For the third quarter ended Sept 30, 2019 (3Q19), TNB saw its profit more than double to RM1.2 billion from the RM501 million recorded in the corresponding quarter last year.
The jump was largely contributed by the lower operating expenses which dropped 9% year-on-year at RM10.65 billion, while fuel cost was significantly lower during the quarter.
Wong pointed out that, while TNB’s transmission and distribution segment is protected under IBR and ICPT mechanisms, its power generation segment is subject to future risks of pricing and take-up rate under the auction mechanism of Malaysia Electricity Supply Industry 2.0.
“We remain positive on the ICPT implementation, as TNB will be able to recoup its higher fuel generation costs of RM376.45 million incurred in the second half of 2019 (2H19), as well as the hike in piped gas price in 1H20,” said Wong.
The utility company recorded a lower net profit for FY18 at RM3.75 billion compared to RM6.91 billion in FY17, mainly due to regulatory adjustment as a result of regulatory changes in the Second Regulatory Period (2018-2020), impairment and foreign exchange translation.

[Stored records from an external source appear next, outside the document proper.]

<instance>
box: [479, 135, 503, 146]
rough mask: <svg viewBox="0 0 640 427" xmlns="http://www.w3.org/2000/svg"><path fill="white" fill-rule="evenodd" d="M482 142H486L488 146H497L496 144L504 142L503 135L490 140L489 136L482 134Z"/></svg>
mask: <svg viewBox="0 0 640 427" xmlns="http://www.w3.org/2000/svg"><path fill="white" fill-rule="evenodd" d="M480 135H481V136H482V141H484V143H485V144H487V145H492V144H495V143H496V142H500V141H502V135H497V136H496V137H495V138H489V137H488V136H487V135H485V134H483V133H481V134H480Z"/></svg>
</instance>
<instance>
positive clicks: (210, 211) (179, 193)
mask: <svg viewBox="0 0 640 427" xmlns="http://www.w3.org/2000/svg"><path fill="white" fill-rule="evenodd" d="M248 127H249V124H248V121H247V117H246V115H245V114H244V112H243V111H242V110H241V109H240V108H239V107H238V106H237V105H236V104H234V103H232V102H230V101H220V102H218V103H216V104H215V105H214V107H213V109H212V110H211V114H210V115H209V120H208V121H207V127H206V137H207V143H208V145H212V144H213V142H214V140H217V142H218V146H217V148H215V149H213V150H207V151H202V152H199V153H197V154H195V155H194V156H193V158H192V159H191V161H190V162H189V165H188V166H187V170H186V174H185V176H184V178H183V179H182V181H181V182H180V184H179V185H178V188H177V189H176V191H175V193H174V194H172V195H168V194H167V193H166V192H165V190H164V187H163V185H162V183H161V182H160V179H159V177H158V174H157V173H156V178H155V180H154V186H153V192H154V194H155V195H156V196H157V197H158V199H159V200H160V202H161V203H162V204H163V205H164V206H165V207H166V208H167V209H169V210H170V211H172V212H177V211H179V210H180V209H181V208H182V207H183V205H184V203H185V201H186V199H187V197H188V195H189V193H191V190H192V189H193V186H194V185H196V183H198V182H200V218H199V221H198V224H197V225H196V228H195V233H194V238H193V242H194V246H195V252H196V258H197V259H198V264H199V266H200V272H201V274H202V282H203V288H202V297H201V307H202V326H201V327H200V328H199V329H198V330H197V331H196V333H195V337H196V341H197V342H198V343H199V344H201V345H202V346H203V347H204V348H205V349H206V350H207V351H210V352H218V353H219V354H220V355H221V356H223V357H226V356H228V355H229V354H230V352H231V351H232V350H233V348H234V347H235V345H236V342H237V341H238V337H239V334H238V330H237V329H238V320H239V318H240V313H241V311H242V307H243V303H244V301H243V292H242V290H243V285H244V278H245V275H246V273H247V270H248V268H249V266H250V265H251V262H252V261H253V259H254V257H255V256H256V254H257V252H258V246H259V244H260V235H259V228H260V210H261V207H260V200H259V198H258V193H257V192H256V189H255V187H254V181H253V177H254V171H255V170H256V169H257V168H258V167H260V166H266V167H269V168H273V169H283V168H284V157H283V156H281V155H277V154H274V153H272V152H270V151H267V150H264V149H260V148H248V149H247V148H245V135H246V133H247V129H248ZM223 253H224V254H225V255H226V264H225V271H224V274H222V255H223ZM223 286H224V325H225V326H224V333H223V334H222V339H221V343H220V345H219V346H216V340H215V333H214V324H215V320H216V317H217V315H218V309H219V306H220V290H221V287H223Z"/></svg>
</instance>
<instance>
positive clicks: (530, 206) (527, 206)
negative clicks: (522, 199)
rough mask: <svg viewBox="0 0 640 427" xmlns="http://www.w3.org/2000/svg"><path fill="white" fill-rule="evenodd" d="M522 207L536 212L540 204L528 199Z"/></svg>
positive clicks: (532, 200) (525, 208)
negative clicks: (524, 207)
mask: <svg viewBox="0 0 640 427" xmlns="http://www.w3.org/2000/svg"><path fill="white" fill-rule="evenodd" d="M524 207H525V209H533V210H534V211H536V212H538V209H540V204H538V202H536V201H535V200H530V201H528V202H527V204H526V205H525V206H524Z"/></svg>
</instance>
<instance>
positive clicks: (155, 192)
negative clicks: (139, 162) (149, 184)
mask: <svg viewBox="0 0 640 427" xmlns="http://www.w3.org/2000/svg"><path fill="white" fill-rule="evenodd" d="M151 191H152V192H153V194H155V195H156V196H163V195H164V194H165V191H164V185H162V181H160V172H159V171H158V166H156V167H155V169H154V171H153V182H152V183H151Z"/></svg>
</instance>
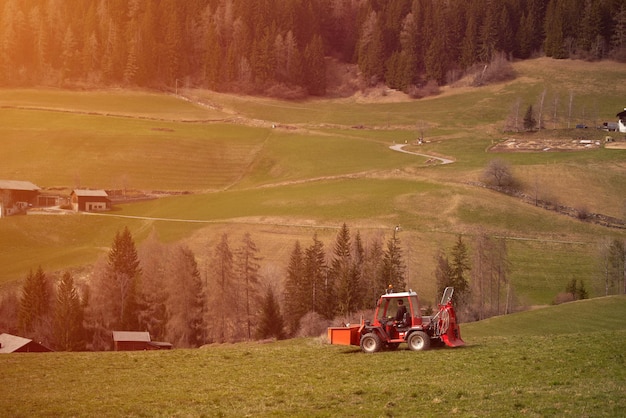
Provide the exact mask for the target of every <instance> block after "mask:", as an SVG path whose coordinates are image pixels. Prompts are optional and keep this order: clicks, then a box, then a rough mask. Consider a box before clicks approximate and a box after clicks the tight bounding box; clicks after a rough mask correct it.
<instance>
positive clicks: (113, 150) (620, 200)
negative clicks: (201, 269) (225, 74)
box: [0, 59, 626, 305]
mask: <svg viewBox="0 0 626 418" xmlns="http://www.w3.org/2000/svg"><path fill="white" fill-rule="evenodd" d="M514 67H515V70H516V73H517V78H516V79H515V80H513V81H510V82H507V83H502V84H498V85H491V86H484V87H481V88H469V87H446V88H444V89H443V90H442V94H441V95H440V96H436V97H431V98H427V99H422V100H413V101H412V100H408V99H406V98H405V99H401V100H377V99H376V96H368V95H367V94H362V95H360V96H358V97H354V98H341V99H317V100H308V101H302V102H285V101H278V100H274V99H267V98H252V97H238V96H230V95H223V94H217V93H212V92H207V91H199V90H181V91H179V93H180V95H178V96H177V95H173V94H159V93H151V92H141V91H124V90H115V91H92V92H85V91H80V92H79V91H62V90H33V89H30V90H2V91H0V137H1V138H2V143H1V144H0V149H1V152H2V153H1V155H2V157H3V164H2V165H1V166H0V178H2V179H15V180H27V181H31V182H33V183H35V184H37V185H39V186H41V187H43V188H45V189H47V190H53V191H54V190H59V191H60V192H64V193H69V191H70V190H71V189H72V188H75V187H89V188H104V189H118V190H128V191H134V190H141V191H144V192H148V193H151V192H155V191H157V192H160V193H169V194H172V196H170V197H165V198H159V199H157V200H152V201H147V202H141V203H132V204H130V203H129V204H121V205H116V206H115V208H114V210H113V211H112V212H109V213H107V214H104V215H101V216H87V215H80V216H35V215H33V216H30V215H29V216H25V217H24V216H20V217H13V218H6V219H2V220H0V245H1V246H2V247H1V248H2V251H1V252H0V264H1V265H3V266H4V267H3V269H1V270H0V284H8V283H13V284H17V283H19V282H20V281H21V280H22V279H23V278H24V277H25V276H26V274H27V273H28V271H29V270H30V269H36V268H37V267H38V266H39V265H41V266H42V267H43V268H44V270H46V271H51V272H57V271H63V270H65V269H75V270H77V271H82V272H86V271H87V272H88V265H89V264H90V263H93V262H95V260H96V259H97V257H99V256H100V255H102V254H105V253H106V250H107V248H108V246H110V244H111V242H112V240H113V237H114V235H115V232H116V231H118V230H121V229H122V228H123V227H124V226H128V227H129V228H130V230H131V232H132V233H133V236H134V237H135V239H136V240H137V241H138V243H140V242H141V241H142V240H143V239H144V238H145V237H146V236H147V235H148V234H149V233H150V231H152V230H155V231H156V232H157V233H158V235H159V237H160V239H161V240H164V241H167V242H172V241H183V242H185V243H186V244H188V245H189V246H190V248H191V249H192V250H193V251H194V253H195V254H196V256H197V258H198V259H199V261H200V262H205V261H206V260H207V259H208V249H207V248H210V245H211V243H214V242H215V240H216V239H217V237H218V236H219V235H220V234H222V233H228V234H229V236H230V237H231V239H232V240H233V241H235V240H238V239H239V237H241V236H243V234H244V233H245V232H249V233H250V234H251V235H252V237H253V239H254V240H255V241H256V242H257V245H258V247H259V249H260V251H261V254H260V255H261V256H262V257H263V264H264V273H265V276H266V277H265V279H266V280H267V281H276V282H280V281H282V280H283V278H284V267H285V265H286V263H287V261H288V254H289V252H290V250H291V249H292V248H293V245H294V243H295V241H296V240H300V242H301V243H302V244H303V245H304V246H306V245H308V243H309V242H310V240H311V238H312V236H313V234H314V233H318V234H319V237H320V239H322V240H323V241H324V242H325V243H326V244H327V248H328V247H330V246H331V245H332V241H333V240H334V238H335V234H336V232H337V230H338V228H339V227H340V226H341V225H342V224H343V223H344V222H345V223H346V224H347V225H348V226H349V227H350V228H351V230H352V231H353V232H356V231H357V230H358V231H359V232H361V233H362V234H363V236H364V237H365V238H366V239H367V238H371V237H373V236H377V235H380V236H383V237H385V238H387V237H389V236H390V234H391V233H392V231H393V228H394V227H395V226H396V225H400V226H401V227H402V230H401V232H400V235H399V237H400V239H401V245H402V247H403V249H404V252H405V256H406V259H407V264H408V270H407V274H408V277H407V281H408V283H409V284H410V285H411V286H412V287H414V288H417V289H420V290H422V291H423V292H426V296H427V297H428V298H429V299H430V300H433V301H434V300H435V294H434V293H435V292H434V287H435V286H434V279H433V277H434V276H433V272H434V269H435V265H434V256H435V254H436V253H437V251H439V250H441V249H444V250H445V249H449V248H450V247H451V246H452V244H453V243H454V241H455V239H456V237H457V236H458V235H459V234H462V235H463V236H464V237H465V238H466V240H467V242H468V243H469V246H470V249H471V242H472V240H473V238H474V237H475V236H476V235H477V234H479V233H482V232H485V233H487V234H489V235H492V236H502V237H506V239H507V247H508V251H509V259H510V261H511V272H510V277H511V280H512V283H513V285H514V290H515V296H516V298H517V300H518V303H519V304H520V305H535V304H546V303H550V302H551V301H552V300H553V298H554V297H555V295H556V294H557V293H558V292H560V291H562V290H563V289H564V287H565V285H566V284H567V283H568V282H569V281H571V280H572V279H573V278H576V279H578V280H584V281H585V283H586V285H587V288H588V289H589V290H590V293H591V296H598V295H602V294H603V283H602V274H601V272H600V268H599V264H598V263H599V257H600V255H599V254H600V249H601V247H602V245H603V243H605V242H606V241H607V240H610V239H613V238H624V237H625V236H626V235H625V234H626V232H625V231H624V230H620V229H611V228H605V227H601V226H598V225H595V224H593V223H591V222H588V221H583V220H580V219H577V218H572V217H567V216H564V215H560V214H557V213H556V212H553V211H548V210H545V209H541V208H539V207H536V206H534V205H532V204H528V203H525V202H523V201H521V200H519V199H517V198H514V197H511V196H507V195H504V194H500V193H497V192H495V191H491V190H489V189H486V188H483V187H479V186H478V182H479V181H480V180H481V176H482V172H483V170H484V168H485V166H486V165H487V163H488V162H489V161H490V160H491V159H493V158H501V159H503V160H505V161H506V162H508V163H509V164H510V165H511V168H512V172H513V175H514V177H515V178H516V180H517V181H518V182H519V184H520V187H521V190H522V191H523V192H524V193H526V194H527V195H530V196H535V197H536V198H538V199H543V200H548V201H551V202H554V203H555V204H556V203H558V204H561V205H566V206H569V207H573V208H580V209H583V210H585V211H586V212H592V213H601V214H604V215H608V216H612V217H615V218H619V219H624V217H625V216H626V198H625V197H624V196H626V195H625V194H624V190H626V163H625V161H626V154H625V153H626V150H614V149H605V148H602V147H601V148H599V149H593V150H587V151H577V152H535V153H528V152H526V153H510V152H508V153H493V152H490V147H491V146H492V145H494V144H497V143H499V142H502V141H504V140H506V139H507V138H510V137H511V136H512V135H531V136H535V137H550V136H552V135H556V136H559V137H560V138H563V137H567V136H569V137H571V138H572V140H576V138H577V135H578V131H580V130H574V129H569V130H568V129H567V124H568V123H573V124H576V123H579V122H584V123H586V124H587V125H589V126H595V125H596V124H601V123H602V121H604V120H613V119H614V115H615V113H616V112H618V111H619V110H621V109H622V108H623V107H624V105H625V104H624V103H622V102H623V98H624V97H626V90H625V89H626V87H625V86H624V85H623V83H619V82H617V81H618V80H619V79H620V78H619V77H620V74H622V75H623V73H624V65H623V64H615V63H583V62H574V61H556V60H549V59H538V60H531V61H524V62H519V63H515V64H514ZM544 91H545V92H546V93H545V97H546V99H545V106H546V109H545V112H544V117H545V122H546V123H545V126H546V127H547V129H543V130H541V132H535V133H531V134H527V133H511V132H505V131H504V130H503V127H504V126H505V124H506V121H507V119H509V118H510V117H511V114H512V112H513V110H514V109H515V108H516V106H517V107H518V108H519V109H520V110H519V112H520V113H521V114H523V112H524V111H525V109H526V107H527V106H528V105H531V104H532V105H533V106H534V107H535V108H536V107H537V101H538V99H539V97H540V95H541V94H542V92H544ZM394 94H395V93H394ZM378 97H379V96H378ZM394 97H396V96H394ZM570 99H571V100H572V106H571V109H572V110H571V111H569V102H570ZM548 104H549V105H548ZM555 114H556V116H557V119H554V115H555ZM555 126H556V127H558V129H557V130H554V129H550V128H553V127H555ZM585 135H591V136H593V137H594V138H596V137H597V138H598V139H602V138H603V137H604V135H605V133H604V132H603V131H596V130H595V129H589V130H586V132H585ZM418 137H421V138H423V140H424V141H423V143H422V144H421V145H417V143H416V140H417V138H418ZM617 139H618V140H623V138H621V137H618V138H617ZM393 144H405V146H406V147H407V149H408V150H411V151H414V152H419V153H423V154H426V155H436V156H442V157H446V158H450V159H453V160H454V163H453V164H447V165H440V164H433V163H432V161H429V160H430V159H429V158H427V157H421V156H416V155H409V154H403V153H399V152H395V151H392V150H390V146H391V145H393ZM81 274H82V273H81ZM87 276H88V275H87Z"/></svg>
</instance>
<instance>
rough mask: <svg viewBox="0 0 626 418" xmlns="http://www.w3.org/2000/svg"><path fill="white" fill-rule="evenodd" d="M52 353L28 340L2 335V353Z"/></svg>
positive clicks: (1, 349) (6, 334)
mask: <svg viewBox="0 0 626 418" xmlns="http://www.w3.org/2000/svg"><path fill="white" fill-rule="evenodd" d="M50 351H52V350H51V349H49V348H48V347H46V346H44V345H43V344H40V343H38V342H35V341H33V340H31V339H28V338H23V337H18V336H17V335H11V334H0V354H1V353H47V352H50Z"/></svg>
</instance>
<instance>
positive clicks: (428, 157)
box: [389, 144, 454, 164]
mask: <svg viewBox="0 0 626 418" xmlns="http://www.w3.org/2000/svg"><path fill="white" fill-rule="evenodd" d="M405 146H406V144H395V145H392V146H390V147H389V148H390V149H392V150H394V151H398V152H404V153H405V154H413V155H419V156H420V157H426V158H430V159H432V160H437V161H439V162H441V164H452V163H453V162H454V160H449V159H447V158H442V157H436V156H434V155H429V154H421V153H419V152H413V151H407V150H405V149H404V147H405Z"/></svg>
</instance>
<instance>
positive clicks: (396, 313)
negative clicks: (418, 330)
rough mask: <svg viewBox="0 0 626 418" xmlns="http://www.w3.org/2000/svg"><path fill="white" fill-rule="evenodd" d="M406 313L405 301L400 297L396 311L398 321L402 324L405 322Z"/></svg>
mask: <svg viewBox="0 0 626 418" xmlns="http://www.w3.org/2000/svg"><path fill="white" fill-rule="evenodd" d="M405 314H406V306H404V301H403V300H402V299H398V310H397V311H396V317H395V320H396V323H397V324H398V325H401V324H403V323H404V315H405Z"/></svg>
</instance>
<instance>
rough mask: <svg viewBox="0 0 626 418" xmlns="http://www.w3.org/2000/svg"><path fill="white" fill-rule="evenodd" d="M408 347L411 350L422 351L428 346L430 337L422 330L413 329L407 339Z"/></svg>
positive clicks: (428, 345)
mask: <svg viewBox="0 0 626 418" xmlns="http://www.w3.org/2000/svg"><path fill="white" fill-rule="evenodd" d="M407 343H408V344H409V348H410V349H411V350H413V351H423V350H428V349H429V348H430V337H429V336H428V334H426V333H425V332H422V331H415V332H414V333H412V334H411V335H409V339H408V340H407Z"/></svg>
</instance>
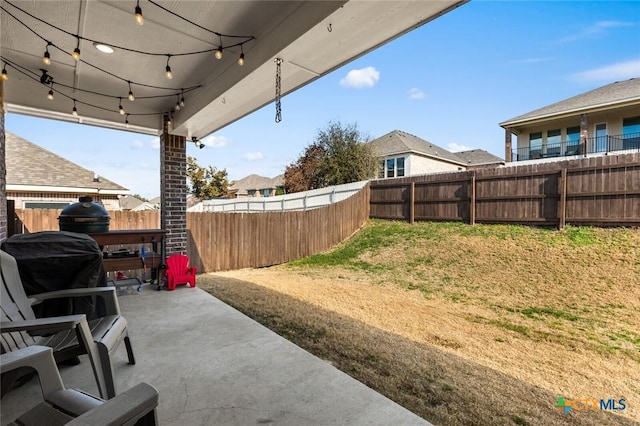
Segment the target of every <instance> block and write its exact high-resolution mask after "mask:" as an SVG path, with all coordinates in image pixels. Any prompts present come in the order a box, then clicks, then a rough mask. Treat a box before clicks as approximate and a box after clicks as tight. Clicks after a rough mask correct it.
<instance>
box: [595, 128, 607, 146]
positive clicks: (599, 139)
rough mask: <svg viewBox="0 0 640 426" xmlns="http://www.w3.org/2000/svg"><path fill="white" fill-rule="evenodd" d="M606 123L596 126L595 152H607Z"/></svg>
mask: <svg viewBox="0 0 640 426" xmlns="http://www.w3.org/2000/svg"><path fill="white" fill-rule="evenodd" d="M607 139H608V138H607V123H600V124H596V147H595V148H596V151H595V152H605V151H607Z"/></svg>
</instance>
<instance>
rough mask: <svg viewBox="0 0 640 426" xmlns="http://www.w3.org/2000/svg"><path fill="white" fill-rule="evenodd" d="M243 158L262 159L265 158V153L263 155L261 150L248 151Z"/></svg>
mask: <svg viewBox="0 0 640 426" xmlns="http://www.w3.org/2000/svg"><path fill="white" fill-rule="evenodd" d="M242 158H244V159H245V160H247V161H256V160H262V159H263V158H264V155H262V153H261V152H260V151H255V152H247V153H246V154H245V155H243V157H242Z"/></svg>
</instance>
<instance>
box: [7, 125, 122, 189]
mask: <svg viewBox="0 0 640 426" xmlns="http://www.w3.org/2000/svg"><path fill="white" fill-rule="evenodd" d="M5 142H6V144H5V162H6V168H7V190H13V191H21V190H22V191H45V192H51V191H55V192H63V191H68V192H86V193H96V192H101V193H107V194H126V193H127V192H129V190H128V189H127V188H125V187H124V186H121V185H118V184H117V183H115V182H112V181H110V180H108V179H106V178H104V177H102V176H98V175H96V174H95V173H94V172H92V171H91V170H87V169H85V168H83V167H81V166H79V165H77V164H75V163H72V162H71V161H69V160H67V159H65V158H63V157H60V156H59V155H57V154H54V153H52V152H50V151H47V150H46V149H44V148H42V147H40V146H38V145H36V144H34V143H33V142H29V141H28V140H26V139H23V138H21V137H20V136H17V135H15V134H13V133H10V132H6V136H5Z"/></svg>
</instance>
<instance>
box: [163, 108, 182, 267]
mask: <svg viewBox="0 0 640 426" xmlns="http://www.w3.org/2000/svg"><path fill="white" fill-rule="evenodd" d="M160 227H161V228H162V229H165V230H167V238H166V244H165V249H166V255H167V256H170V255H172V254H176V253H181V254H186V253H187V145H186V138H185V137H184V136H177V135H172V134H169V123H168V121H167V120H166V119H164V120H163V123H162V134H161V135H160Z"/></svg>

Shares in TNB closed 1.42% or 18 sen lower at RM12.50 yesterday, giving it a market capitalisation of RM71.09 billion. Hong Leong maintained its ‘Hold’ call on TNB with a target price of RM13.50.
In aspiring for 20% of the country’s power generation capacity from renewable energy (RE) by 2025, the Ministry of Energy, Science, Technology, Environment and Climate Change has continued to focus on renewable projects.
“Large power generation companies including TNB would be negatively affected by the government’s aspiration towards RE, as they face increasing risk of capacity replacement as each large scale solar (LSS) capacity is only up to power purchase agreements, while each player is only allowed to bid up to three LSS for every tender programme.
“Furthermore, there are an increasing number of participations (including non-conventional power companies) in LSS projects given the lower capital upfront requirement, easy operation and maintenance and no fuel requirements. Therefore, existing power generation companies are likely to face increasing competition with lower rates of returns,” Wong said.